Much digital ink has been spilled denouncing for-profit colleges for getting students to take out federally subsidized and backed loans to enroll in academic programs that fail to improve students’ earning potential enough to repay the loans. Students are left worse off financially and taxpayers are left with the unpaid student loans.
Well, exploiting federal student loan programs is not just for fly-by-night for-profits. Seemingly respectable elite colleges have also figured out how to generate cash from this racket. The Wall Street Journal has a piece listing masters degree programs at selective colleges where the median student debt far exceeds annual salaries two years after graduation. As the Journal reports:
Lured by the aura of degrees from top-flight institutions, many master’s students at universities across the U.S. took on debt beyond what their pay would support, the Journal analysis of federal data on borrowers found.

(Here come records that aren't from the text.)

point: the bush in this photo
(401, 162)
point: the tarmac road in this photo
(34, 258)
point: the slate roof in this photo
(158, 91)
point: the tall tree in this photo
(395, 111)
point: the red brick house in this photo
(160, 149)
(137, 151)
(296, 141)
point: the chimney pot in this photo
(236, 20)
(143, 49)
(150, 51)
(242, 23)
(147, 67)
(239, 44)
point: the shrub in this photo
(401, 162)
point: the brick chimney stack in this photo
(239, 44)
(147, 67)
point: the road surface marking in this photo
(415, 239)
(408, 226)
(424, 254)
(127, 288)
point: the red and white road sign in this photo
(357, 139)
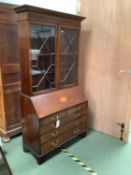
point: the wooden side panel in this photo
(105, 51)
(2, 112)
(30, 125)
(10, 69)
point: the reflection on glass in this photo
(43, 57)
(69, 42)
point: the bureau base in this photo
(41, 158)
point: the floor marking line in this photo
(82, 164)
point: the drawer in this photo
(56, 142)
(58, 131)
(74, 110)
(64, 120)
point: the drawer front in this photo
(77, 109)
(64, 120)
(58, 131)
(56, 142)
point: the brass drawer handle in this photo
(76, 122)
(55, 134)
(76, 131)
(55, 144)
(78, 114)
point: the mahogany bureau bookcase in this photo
(54, 108)
(10, 83)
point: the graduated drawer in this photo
(70, 111)
(63, 120)
(58, 131)
(56, 142)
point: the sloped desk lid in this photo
(47, 104)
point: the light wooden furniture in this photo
(53, 106)
(10, 85)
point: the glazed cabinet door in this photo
(43, 51)
(69, 54)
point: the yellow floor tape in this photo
(86, 167)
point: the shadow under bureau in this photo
(51, 120)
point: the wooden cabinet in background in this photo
(10, 83)
(54, 108)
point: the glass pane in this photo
(69, 43)
(43, 57)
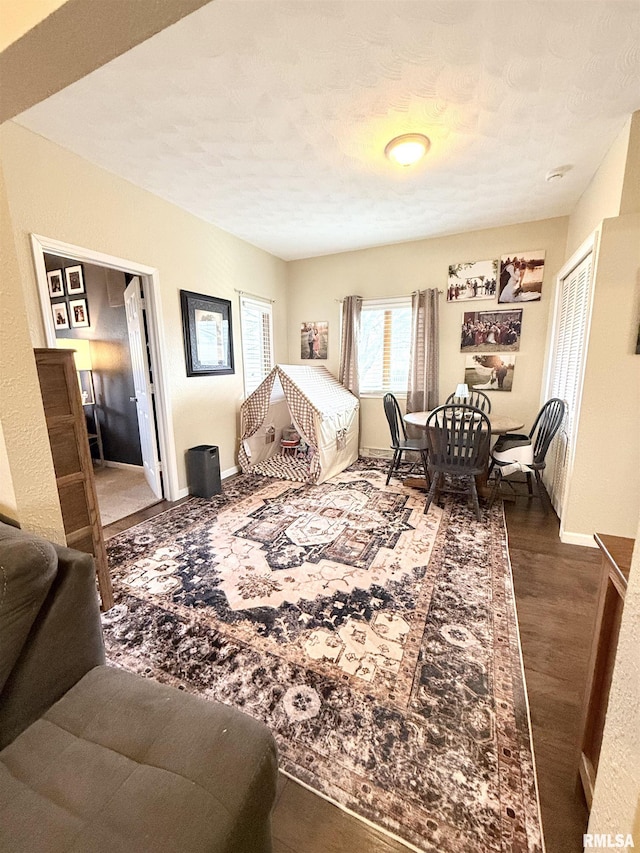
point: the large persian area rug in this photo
(378, 643)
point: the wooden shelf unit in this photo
(72, 460)
(616, 562)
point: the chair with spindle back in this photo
(458, 439)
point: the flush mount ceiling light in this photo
(407, 149)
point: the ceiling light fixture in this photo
(408, 148)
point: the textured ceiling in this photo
(269, 119)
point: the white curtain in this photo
(423, 391)
(348, 375)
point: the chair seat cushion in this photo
(513, 452)
(413, 444)
(122, 763)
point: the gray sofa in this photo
(95, 759)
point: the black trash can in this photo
(203, 471)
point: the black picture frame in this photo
(208, 334)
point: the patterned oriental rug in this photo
(379, 644)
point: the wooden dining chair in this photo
(476, 398)
(400, 444)
(545, 426)
(458, 438)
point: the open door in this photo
(134, 308)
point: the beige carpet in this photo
(121, 491)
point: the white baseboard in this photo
(376, 452)
(577, 539)
(109, 464)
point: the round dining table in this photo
(499, 423)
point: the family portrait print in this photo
(314, 338)
(60, 315)
(79, 313)
(490, 372)
(521, 276)
(491, 331)
(56, 287)
(472, 280)
(75, 280)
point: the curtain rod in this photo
(340, 301)
(254, 295)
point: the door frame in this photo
(150, 278)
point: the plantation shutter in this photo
(257, 341)
(567, 367)
(385, 340)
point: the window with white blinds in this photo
(567, 367)
(383, 350)
(257, 341)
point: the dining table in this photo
(500, 424)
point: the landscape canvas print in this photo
(521, 275)
(472, 280)
(491, 331)
(490, 372)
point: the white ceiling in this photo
(269, 118)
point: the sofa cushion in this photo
(122, 763)
(27, 569)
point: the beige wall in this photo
(8, 505)
(601, 199)
(607, 460)
(58, 195)
(616, 802)
(29, 493)
(317, 285)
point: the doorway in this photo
(109, 304)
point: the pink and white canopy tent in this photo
(323, 412)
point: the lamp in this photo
(407, 149)
(462, 392)
(82, 359)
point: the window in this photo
(568, 354)
(385, 340)
(257, 341)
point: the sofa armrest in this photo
(65, 642)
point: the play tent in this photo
(320, 410)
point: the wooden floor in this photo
(555, 587)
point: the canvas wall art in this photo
(314, 339)
(521, 275)
(490, 372)
(472, 280)
(491, 331)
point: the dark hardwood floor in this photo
(556, 591)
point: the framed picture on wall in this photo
(491, 331)
(75, 280)
(521, 275)
(79, 313)
(472, 280)
(60, 315)
(56, 287)
(314, 337)
(490, 372)
(208, 336)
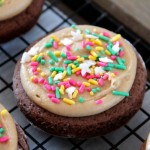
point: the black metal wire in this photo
(84, 8)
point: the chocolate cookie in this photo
(82, 127)
(20, 23)
(22, 140)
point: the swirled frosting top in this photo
(11, 8)
(79, 71)
(8, 133)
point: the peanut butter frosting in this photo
(79, 71)
(11, 8)
(8, 132)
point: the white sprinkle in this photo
(105, 59)
(85, 66)
(116, 47)
(66, 41)
(70, 91)
(76, 36)
(25, 57)
(91, 36)
(33, 51)
(98, 70)
(58, 76)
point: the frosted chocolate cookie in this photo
(17, 17)
(12, 136)
(79, 79)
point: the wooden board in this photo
(135, 14)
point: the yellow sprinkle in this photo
(80, 59)
(93, 82)
(38, 69)
(86, 83)
(75, 70)
(116, 38)
(3, 112)
(64, 74)
(98, 42)
(57, 53)
(91, 93)
(43, 74)
(107, 53)
(75, 94)
(99, 48)
(66, 79)
(54, 37)
(61, 91)
(53, 74)
(92, 57)
(93, 53)
(68, 101)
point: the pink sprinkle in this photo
(55, 100)
(41, 80)
(55, 45)
(79, 83)
(48, 87)
(68, 54)
(72, 82)
(35, 73)
(72, 57)
(82, 87)
(78, 72)
(89, 89)
(105, 77)
(4, 139)
(53, 88)
(106, 34)
(121, 53)
(100, 101)
(68, 47)
(50, 95)
(101, 82)
(89, 43)
(83, 44)
(113, 57)
(35, 80)
(102, 64)
(34, 63)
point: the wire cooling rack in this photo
(55, 15)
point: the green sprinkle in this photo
(119, 60)
(98, 89)
(50, 80)
(59, 69)
(81, 99)
(67, 61)
(73, 26)
(43, 62)
(63, 55)
(107, 68)
(88, 47)
(51, 62)
(94, 90)
(120, 93)
(111, 50)
(48, 45)
(39, 58)
(1, 130)
(87, 31)
(57, 93)
(52, 69)
(104, 38)
(122, 67)
(69, 71)
(53, 56)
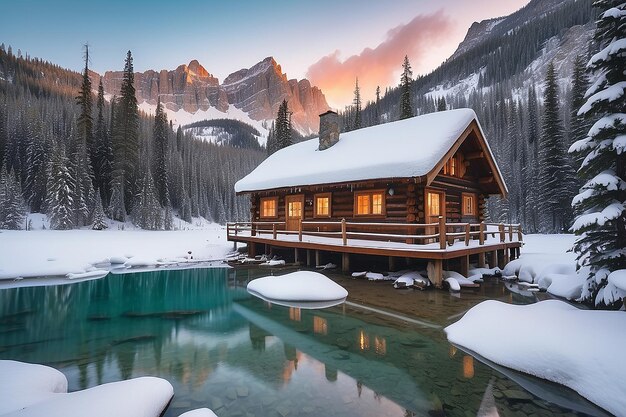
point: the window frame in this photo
(261, 213)
(474, 198)
(370, 193)
(330, 205)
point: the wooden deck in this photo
(434, 242)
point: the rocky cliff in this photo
(258, 91)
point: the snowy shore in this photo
(39, 253)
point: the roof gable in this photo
(407, 148)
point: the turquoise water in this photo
(223, 349)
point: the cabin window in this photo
(469, 204)
(434, 204)
(322, 205)
(269, 207)
(369, 203)
(451, 167)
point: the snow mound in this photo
(200, 412)
(301, 286)
(580, 349)
(42, 391)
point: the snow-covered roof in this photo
(402, 149)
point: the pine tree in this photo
(406, 108)
(357, 106)
(552, 162)
(377, 106)
(84, 123)
(160, 155)
(283, 127)
(103, 166)
(12, 208)
(148, 211)
(99, 219)
(600, 207)
(60, 185)
(126, 136)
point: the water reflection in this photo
(224, 350)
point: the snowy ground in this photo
(38, 253)
(581, 349)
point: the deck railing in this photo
(445, 234)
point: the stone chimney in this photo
(329, 129)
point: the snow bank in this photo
(581, 349)
(200, 412)
(58, 253)
(36, 390)
(298, 286)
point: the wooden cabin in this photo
(412, 188)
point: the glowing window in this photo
(469, 205)
(268, 207)
(322, 205)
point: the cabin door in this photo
(435, 207)
(294, 211)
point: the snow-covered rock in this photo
(300, 286)
(36, 390)
(581, 349)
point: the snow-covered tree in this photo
(60, 185)
(600, 206)
(12, 211)
(147, 213)
(98, 217)
(406, 108)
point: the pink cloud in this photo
(382, 64)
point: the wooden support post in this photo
(392, 263)
(442, 233)
(345, 262)
(435, 272)
(481, 260)
(500, 256)
(481, 234)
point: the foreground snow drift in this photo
(299, 288)
(581, 349)
(35, 390)
(59, 253)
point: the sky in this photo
(331, 42)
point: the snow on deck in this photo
(581, 349)
(492, 237)
(402, 149)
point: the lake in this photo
(224, 349)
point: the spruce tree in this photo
(126, 136)
(60, 185)
(160, 155)
(98, 217)
(552, 160)
(103, 167)
(600, 207)
(406, 108)
(84, 123)
(357, 106)
(12, 208)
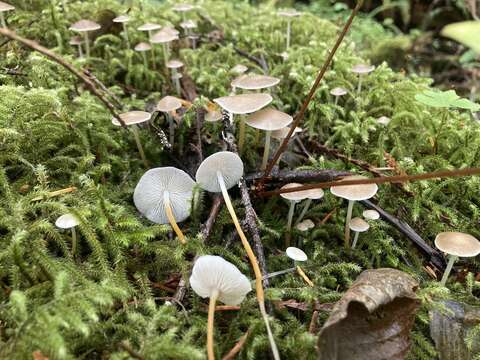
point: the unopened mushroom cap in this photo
(458, 244)
(227, 163)
(254, 82)
(67, 221)
(132, 118)
(244, 103)
(214, 273)
(358, 224)
(371, 215)
(143, 47)
(305, 225)
(362, 69)
(85, 25)
(168, 104)
(296, 254)
(338, 91)
(268, 119)
(354, 192)
(149, 194)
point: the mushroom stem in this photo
(266, 150)
(139, 146)
(254, 262)
(347, 222)
(171, 218)
(451, 261)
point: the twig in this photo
(88, 82)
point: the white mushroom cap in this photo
(362, 69)
(67, 221)
(281, 134)
(354, 192)
(168, 104)
(85, 25)
(305, 225)
(371, 214)
(458, 244)
(132, 118)
(338, 91)
(214, 273)
(296, 254)
(150, 192)
(143, 47)
(358, 224)
(244, 103)
(254, 82)
(269, 119)
(227, 163)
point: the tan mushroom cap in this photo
(85, 25)
(458, 244)
(354, 192)
(254, 82)
(281, 134)
(6, 7)
(268, 119)
(169, 103)
(132, 118)
(143, 47)
(358, 225)
(244, 103)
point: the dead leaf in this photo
(372, 320)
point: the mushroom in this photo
(135, 118)
(174, 65)
(168, 105)
(163, 195)
(218, 173)
(297, 254)
(268, 120)
(361, 70)
(456, 244)
(289, 14)
(216, 278)
(84, 26)
(358, 225)
(243, 104)
(123, 19)
(69, 221)
(4, 7)
(353, 193)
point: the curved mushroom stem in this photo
(139, 146)
(347, 222)
(451, 261)
(211, 318)
(253, 261)
(266, 150)
(171, 218)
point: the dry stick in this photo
(88, 82)
(301, 113)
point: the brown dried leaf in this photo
(372, 321)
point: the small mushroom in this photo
(163, 195)
(353, 193)
(218, 173)
(243, 104)
(4, 7)
(268, 120)
(215, 278)
(69, 221)
(134, 118)
(85, 26)
(168, 105)
(456, 244)
(358, 225)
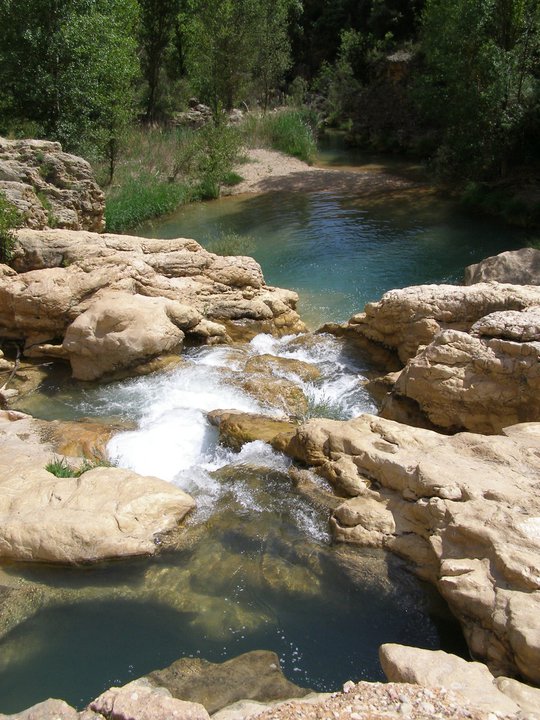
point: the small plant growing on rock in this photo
(62, 469)
(231, 243)
(10, 218)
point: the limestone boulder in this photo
(518, 267)
(408, 319)
(255, 675)
(464, 509)
(140, 700)
(482, 381)
(50, 188)
(436, 668)
(108, 303)
(238, 428)
(120, 330)
(283, 367)
(106, 512)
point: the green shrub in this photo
(289, 131)
(10, 218)
(61, 468)
(231, 243)
(207, 156)
(232, 178)
(143, 198)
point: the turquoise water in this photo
(258, 569)
(339, 251)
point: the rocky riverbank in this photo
(446, 477)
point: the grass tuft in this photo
(289, 131)
(143, 198)
(59, 467)
(231, 243)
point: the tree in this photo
(220, 48)
(158, 28)
(480, 80)
(273, 56)
(68, 66)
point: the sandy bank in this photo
(271, 171)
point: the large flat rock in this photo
(464, 508)
(108, 303)
(105, 513)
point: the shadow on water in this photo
(250, 578)
(340, 245)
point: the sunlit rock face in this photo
(464, 509)
(471, 354)
(50, 188)
(108, 303)
(519, 267)
(107, 512)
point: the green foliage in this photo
(236, 48)
(273, 47)
(480, 83)
(340, 83)
(158, 23)
(62, 469)
(142, 198)
(68, 67)
(207, 156)
(324, 407)
(230, 243)
(10, 218)
(289, 131)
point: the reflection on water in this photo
(251, 578)
(257, 569)
(338, 250)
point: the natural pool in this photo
(257, 569)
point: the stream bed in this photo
(257, 568)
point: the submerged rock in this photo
(256, 675)
(519, 267)
(464, 509)
(111, 302)
(50, 188)
(238, 428)
(105, 512)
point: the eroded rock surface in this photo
(465, 509)
(106, 512)
(436, 668)
(141, 700)
(408, 319)
(110, 302)
(483, 380)
(256, 675)
(50, 188)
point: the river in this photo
(258, 569)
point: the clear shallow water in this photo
(258, 569)
(339, 251)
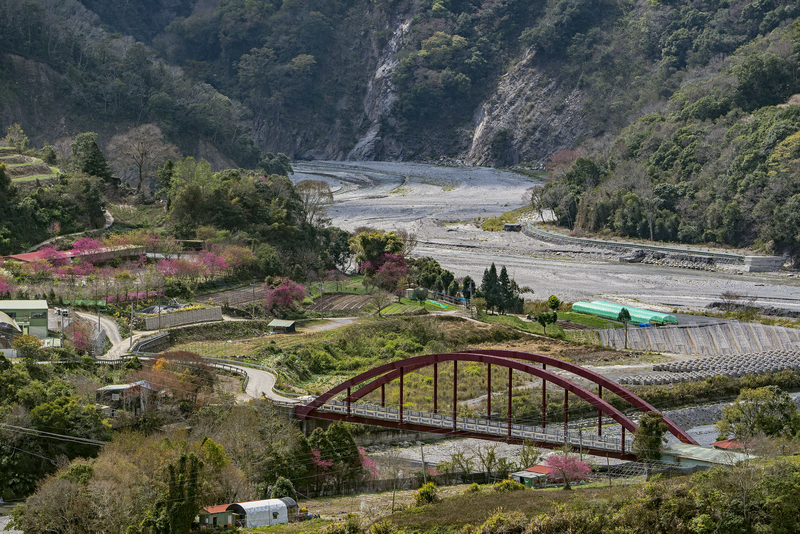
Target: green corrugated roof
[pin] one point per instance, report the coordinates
(610, 310)
(706, 454)
(281, 323)
(23, 304)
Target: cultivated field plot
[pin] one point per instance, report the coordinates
(337, 303)
(236, 297)
(24, 168)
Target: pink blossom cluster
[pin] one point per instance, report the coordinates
(7, 285)
(128, 297)
(368, 463)
(286, 294)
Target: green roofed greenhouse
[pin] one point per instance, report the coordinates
(609, 310)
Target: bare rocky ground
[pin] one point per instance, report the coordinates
(442, 204)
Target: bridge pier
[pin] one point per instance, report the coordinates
(435, 388)
(455, 395)
(599, 413)
(510, 376)
(544, 398)
(489, 392)
(401, 397)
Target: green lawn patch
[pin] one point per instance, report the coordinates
(35, 177)
(519, 324)
(588, 320)
(474, 508)
(315, 525)
(137, 216)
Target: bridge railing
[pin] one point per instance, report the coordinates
(553, 434)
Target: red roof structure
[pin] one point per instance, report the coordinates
(540, 469)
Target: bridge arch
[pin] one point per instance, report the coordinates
(386, 373)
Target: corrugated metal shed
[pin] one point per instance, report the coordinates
(279, 325)
(609, 310)
(263, 513)
(691, 455)
(9, 321)
(34, 305)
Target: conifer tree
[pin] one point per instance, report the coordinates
(490, 287)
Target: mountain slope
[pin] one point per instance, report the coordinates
(488, 81)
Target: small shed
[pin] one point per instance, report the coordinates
(264, 513)
(30, 316)
(727, 444)
(135, 397)
(217, 516)
(279, 326)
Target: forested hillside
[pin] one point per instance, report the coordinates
(491, 81)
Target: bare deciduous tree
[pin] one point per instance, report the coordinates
(137, 153)
(315, 195)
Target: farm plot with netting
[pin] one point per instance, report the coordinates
(341, 303)
(237, 297)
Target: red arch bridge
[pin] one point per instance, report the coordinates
(445, 420)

At Columbia, such students graduated from programs including history, social work and architecture….
At New York University, graduates with a master’s degree in publishing borrowed a median $116,000 and had an annual median income of $42,000 two years after the program, the data on recent borrowers show. At Northwestern University, half of those who earned degrees in speech-language pathology borrowed $148,000 or more, and the graduates had a median income of $60,000 two years later. Graduates of the University of Southern California’s marriage and family counseling program borrowed a median $124,000 and half earned $50,000 or less over the same period….
Highly selective universities have benefited from free-flowing federal loan money, and with demand for spots far exceeding supply, the schools have been able to raise tuition largely unchecked. The power of legacy branding lets prestigious universities say, in effect, that their degrees are worth whatever they charge….
Debt counselors recommend students not borrow more than they will earn right out of school. Yet about 38% of master’s programs at top-tier private universities in the U.S. failed that test, according to the Journal’s analysis of salary data for graduates from the 2015 and 2016 classes, the latest available.
At for-profit schools, a common target of regulators for high student debt and poor job prospects, 30% failed to meet the debt counselors’ advice.”
When confronted with this type of failure, where government subsidies fuel rent-capturing, the natural inclination of the technocratic class is to double-down. When reckless federal debt becomes burdensome, they advocate loan-forgiveness. When institutions become savvy about how to grab federal cash, they propose excluding those kinds of schools from the subsidized loan programs. Somehow, it fails to dawn on those proposing these solutions that forgiving student loans might encourage irresponsible borrowing by students and the desire to exploit federal programs is not limited to for-profit institutions. For-profits may only appear more inclined to game the system because they are more efficient in their operations. The others lag not out of virtue but out of incompetence. As the WSJ article illustrates, eventually virtually all universities will grab the federal cash at the expense of students and taxpayers once they figure out how to do it.
Rather than doubling down on debt-forgiveness, regulation, and ever expanding loan programs, policymakers might consider turning down the spigot of cash into higher ed in the hopes that less money sloshing around might encourage more responsible behavior.